AUTOMATIC INTERACTION DETECTION

Abstract
INTRODUCTION Automatic Interaction Detection (AID) is a family of methods for handling regression-type data in a way that is almost free of the usual assumptions necessary to process the data using linear hypothesis methods. In AID, one has a dependent variable Y which one wishes to predict, and a vector of predictors X from which to predict Y. The predictors are all categorical (i.e. either nominal or ordinal), and generally take on only a few possible values. Interval predictors may be reduced to this form by grouping their possible values into classes, and then using the (ordinal) class variable as the predictor. Various different methods within the AID family have been devised for situations in which the dependent variable Y is: (a) a scalar interval variable, (b) a scalar nominal variable, (c) a vector of interval variables.
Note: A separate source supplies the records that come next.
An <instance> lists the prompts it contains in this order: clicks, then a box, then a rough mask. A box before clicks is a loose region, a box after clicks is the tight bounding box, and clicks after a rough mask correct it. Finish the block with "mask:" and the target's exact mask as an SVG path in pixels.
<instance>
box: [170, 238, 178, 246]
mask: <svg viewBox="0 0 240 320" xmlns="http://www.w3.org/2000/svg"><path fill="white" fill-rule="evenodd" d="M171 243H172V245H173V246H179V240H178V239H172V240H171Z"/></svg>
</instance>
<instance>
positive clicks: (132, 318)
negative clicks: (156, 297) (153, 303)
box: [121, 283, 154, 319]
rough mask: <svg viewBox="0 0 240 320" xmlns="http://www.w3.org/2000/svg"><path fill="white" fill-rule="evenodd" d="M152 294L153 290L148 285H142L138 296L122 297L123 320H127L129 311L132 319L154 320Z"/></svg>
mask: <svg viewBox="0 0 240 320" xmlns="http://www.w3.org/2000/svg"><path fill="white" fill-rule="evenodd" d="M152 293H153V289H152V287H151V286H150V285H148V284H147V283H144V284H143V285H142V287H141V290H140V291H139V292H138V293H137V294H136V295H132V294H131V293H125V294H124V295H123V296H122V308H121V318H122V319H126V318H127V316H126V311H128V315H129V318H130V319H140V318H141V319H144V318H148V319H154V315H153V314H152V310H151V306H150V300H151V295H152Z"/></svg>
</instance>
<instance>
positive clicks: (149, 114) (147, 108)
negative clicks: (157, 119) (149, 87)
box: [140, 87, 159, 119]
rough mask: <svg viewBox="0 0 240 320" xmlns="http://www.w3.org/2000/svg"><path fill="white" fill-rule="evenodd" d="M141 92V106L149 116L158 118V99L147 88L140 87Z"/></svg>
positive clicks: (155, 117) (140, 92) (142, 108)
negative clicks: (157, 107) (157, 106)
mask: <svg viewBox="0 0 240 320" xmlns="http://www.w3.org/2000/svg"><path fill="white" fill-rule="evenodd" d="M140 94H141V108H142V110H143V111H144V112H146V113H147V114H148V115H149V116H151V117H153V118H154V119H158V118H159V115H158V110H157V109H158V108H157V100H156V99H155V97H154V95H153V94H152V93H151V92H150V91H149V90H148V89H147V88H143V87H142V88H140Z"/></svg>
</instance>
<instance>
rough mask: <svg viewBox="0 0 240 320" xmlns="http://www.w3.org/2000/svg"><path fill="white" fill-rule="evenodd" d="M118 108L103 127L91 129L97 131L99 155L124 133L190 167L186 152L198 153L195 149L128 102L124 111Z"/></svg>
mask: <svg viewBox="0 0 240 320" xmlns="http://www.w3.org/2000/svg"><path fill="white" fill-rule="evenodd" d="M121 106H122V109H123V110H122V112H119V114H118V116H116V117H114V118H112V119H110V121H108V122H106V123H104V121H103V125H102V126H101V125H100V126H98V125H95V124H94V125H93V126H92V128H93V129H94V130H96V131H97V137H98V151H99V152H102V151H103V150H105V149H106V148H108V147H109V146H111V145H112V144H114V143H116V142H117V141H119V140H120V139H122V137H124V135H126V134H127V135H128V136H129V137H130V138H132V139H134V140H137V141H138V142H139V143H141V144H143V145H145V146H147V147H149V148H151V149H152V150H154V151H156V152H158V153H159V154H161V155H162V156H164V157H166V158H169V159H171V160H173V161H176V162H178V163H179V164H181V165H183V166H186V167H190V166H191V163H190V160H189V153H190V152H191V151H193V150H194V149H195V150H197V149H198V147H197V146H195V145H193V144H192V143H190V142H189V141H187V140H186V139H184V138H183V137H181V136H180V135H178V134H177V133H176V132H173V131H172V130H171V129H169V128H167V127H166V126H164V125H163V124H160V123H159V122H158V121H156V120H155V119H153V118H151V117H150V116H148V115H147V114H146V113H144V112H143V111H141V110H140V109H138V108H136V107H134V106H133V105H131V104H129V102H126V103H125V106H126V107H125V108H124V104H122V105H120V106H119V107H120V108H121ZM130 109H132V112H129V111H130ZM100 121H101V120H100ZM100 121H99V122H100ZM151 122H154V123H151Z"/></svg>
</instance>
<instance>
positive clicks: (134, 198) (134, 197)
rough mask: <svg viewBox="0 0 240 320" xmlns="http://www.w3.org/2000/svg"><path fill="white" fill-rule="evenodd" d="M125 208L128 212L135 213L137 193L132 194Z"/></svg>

Other possibilities such as an ordinal Y or a vector of nominal Y are easy to fit into the general conceptual framework of AID. The name AID suggests that the function of the technique is to discover whether the linear hypothesis model predicting Y from X contains only main effects, or whether interactions also occur. This is indeed one of the things that AID can do, but it has a number of other uses as well, which we consider overshadow this use in importance. Before going into a detailed study of the aims and methods of AID, it may help to consider a simple example.